Column: Here Comes Another Corrosive Correspondents Dinner

February 22nd, 2020 6:03 AM

Washington journalists are rejoicing that celebrity glitz and glamour are returning to their self-celebrating soiree, the so-called “White House Correspondents Dinner.” They announced longtime Saturday Night Live player Kenan Thompson will host the April event, and Muslim comedian Hasan Minhaj will perform the Republican-bashing “comedy” routine.

ABC reporter Jonathan Karl, the president of the White House Correspondents Association, told The New York Times “The dinner has a serious message, but we also believe it is as important as ever to be able to laugh — at ourselves, as well as at the people we cover. I’d argue that humor is more important now than ever.”

Liberals cling desperately to humor, “now more than ever.” Just as The New York Times advertises by saying “The truth is more important now than ever.”

The biggest joke of this dinner is Karl claiming “this is a nonpartisan event.” Just look at the last three presidents. Leftists like Stephen Colbert famously roasted George W. Bush. But when Obama became president, a series of comedians oozed their appreciations of the Almighty Barack, spelunking to the all-time low of Larry Wilmore proclaiming in 2016 “Yo, Barry. You did it, my n*gga!”

The “nonpartisan” network newscasts on ABC, CBS, and NBC covered that event with 35 soundbites celebrating Obama’s comedy routine, touted as “the funniest president of all time,” to only two soundbites from Wilmore. One clip was a supine tribute to Obama, not even a joke. 

Hasan Minhaj was hired for this gig in 2017, so we know Karl must be joking that this man is going to attempt to be “nonpartisan.” Back then, WHCA president Jeff Mason of Reuters claimed it would be “unfair” to roast President Trump in absentia. But it was inevitable. 

Minhaj dribbled out lame jokes about absent Trump aides not in attendance, like “Nazi Steve Bannon” and Education Secretary Betsy DeVos, who was “curating her collection of children's tears.” Attorney General Jeff Sessions was busy with a “pre-Civil-War re-enactment.” Minhaj joked Sessions said “No” to attending, which is “his second favorite N-word.”

Minhaj compared Trump to amoral, sadistic, inbred King Joffrey of Game of Thrones and joked “The leader of our country is not here...and that’s because he lives in Moscow...As for the other guy, I think he’s in Pennsylvania, because he can’t take a joke.”

Then Minhaj mocked the media for any criticism of Trump going golfing, since any distraction prevented war with North Korea. He suggested the headline “Trump Golfing...Apocalypse Delayed...Take the W.”

Minhaj goaded the press to stay tough: “This is the Golden Age of Lying....and Donald Trump is Liar-in-Chief! And remember, you guys are Public Enemy Number One.
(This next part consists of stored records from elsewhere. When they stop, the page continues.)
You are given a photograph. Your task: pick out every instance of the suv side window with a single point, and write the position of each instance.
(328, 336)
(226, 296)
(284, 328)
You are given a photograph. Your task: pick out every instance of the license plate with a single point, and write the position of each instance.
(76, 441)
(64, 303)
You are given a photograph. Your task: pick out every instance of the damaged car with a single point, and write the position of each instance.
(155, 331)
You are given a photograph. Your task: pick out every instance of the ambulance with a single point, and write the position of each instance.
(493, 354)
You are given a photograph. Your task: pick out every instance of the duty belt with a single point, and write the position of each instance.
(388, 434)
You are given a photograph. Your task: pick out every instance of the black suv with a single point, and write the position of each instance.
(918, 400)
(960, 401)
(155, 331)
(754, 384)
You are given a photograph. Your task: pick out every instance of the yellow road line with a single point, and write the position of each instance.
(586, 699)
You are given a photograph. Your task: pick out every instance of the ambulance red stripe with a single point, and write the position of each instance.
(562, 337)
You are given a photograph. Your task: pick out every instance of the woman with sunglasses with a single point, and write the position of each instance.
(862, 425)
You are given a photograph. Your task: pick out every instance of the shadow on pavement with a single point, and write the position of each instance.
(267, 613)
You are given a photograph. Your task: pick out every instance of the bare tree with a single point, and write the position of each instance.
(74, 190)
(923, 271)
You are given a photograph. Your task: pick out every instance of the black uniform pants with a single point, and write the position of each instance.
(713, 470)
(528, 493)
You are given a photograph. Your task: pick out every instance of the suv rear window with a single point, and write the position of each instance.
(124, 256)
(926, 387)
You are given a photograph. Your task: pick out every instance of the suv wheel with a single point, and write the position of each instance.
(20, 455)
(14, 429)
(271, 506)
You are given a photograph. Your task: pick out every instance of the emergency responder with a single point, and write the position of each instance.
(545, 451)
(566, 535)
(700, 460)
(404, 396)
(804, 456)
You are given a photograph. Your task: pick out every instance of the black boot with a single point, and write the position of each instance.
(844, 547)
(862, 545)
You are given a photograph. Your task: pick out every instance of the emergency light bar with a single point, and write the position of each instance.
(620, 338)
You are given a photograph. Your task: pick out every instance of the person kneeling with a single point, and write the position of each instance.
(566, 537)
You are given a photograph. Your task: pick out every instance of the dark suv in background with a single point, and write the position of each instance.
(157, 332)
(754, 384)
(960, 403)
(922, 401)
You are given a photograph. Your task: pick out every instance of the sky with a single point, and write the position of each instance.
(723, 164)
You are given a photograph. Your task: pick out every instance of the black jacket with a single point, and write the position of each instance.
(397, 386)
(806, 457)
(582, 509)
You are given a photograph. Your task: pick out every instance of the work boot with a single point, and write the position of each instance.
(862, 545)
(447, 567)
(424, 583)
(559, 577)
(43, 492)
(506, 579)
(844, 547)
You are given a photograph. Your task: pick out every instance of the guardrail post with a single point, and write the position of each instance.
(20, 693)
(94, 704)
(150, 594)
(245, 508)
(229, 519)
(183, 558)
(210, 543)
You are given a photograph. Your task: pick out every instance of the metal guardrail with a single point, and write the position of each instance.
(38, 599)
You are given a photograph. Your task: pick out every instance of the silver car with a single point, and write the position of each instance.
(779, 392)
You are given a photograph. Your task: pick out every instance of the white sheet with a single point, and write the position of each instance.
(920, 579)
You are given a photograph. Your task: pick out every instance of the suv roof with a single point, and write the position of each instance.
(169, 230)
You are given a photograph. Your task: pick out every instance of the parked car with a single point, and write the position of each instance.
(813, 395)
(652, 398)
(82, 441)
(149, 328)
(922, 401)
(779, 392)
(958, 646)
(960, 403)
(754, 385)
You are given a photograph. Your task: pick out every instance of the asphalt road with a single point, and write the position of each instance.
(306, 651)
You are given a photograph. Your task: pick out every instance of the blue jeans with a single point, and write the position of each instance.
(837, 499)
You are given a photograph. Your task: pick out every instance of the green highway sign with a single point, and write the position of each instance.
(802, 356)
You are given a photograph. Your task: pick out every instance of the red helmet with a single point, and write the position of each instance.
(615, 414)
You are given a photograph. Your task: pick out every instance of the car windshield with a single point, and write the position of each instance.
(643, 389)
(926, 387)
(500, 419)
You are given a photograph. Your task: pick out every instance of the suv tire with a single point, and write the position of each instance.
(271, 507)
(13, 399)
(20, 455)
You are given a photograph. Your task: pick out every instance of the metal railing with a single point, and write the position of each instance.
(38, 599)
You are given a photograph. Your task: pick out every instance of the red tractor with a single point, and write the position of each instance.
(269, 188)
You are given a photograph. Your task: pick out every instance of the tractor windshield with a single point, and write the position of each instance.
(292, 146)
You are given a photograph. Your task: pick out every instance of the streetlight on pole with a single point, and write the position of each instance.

You are his biggest enemy. Journalists, ISIS, normal-length ties. And somehow, you're the bad guys. That's why you gotta keep your foot on the gas.”

Jon Karl heard all this, and clearly wants another heaping helping of this kind of “comedy.”

Last time around, Minhaj worried out loud that in the Trump era, “trust is more important than truth,” and many people don’t trust the press, which he equates with “truth,” just like The New York Times does.

These highly educated, well-read policy nerds somehow can’t imagine that a comedy routine like this, mixed in with candid shots of Wolf Blitzer or Brian Stelter guffawing along, isn’t helping the idea that the press is nonpartisan, that it doesn’t see itself as valiantly taking a side. They’re urged to “keep your foot on the gas,” and excuse most of us for not daring to hitchhike.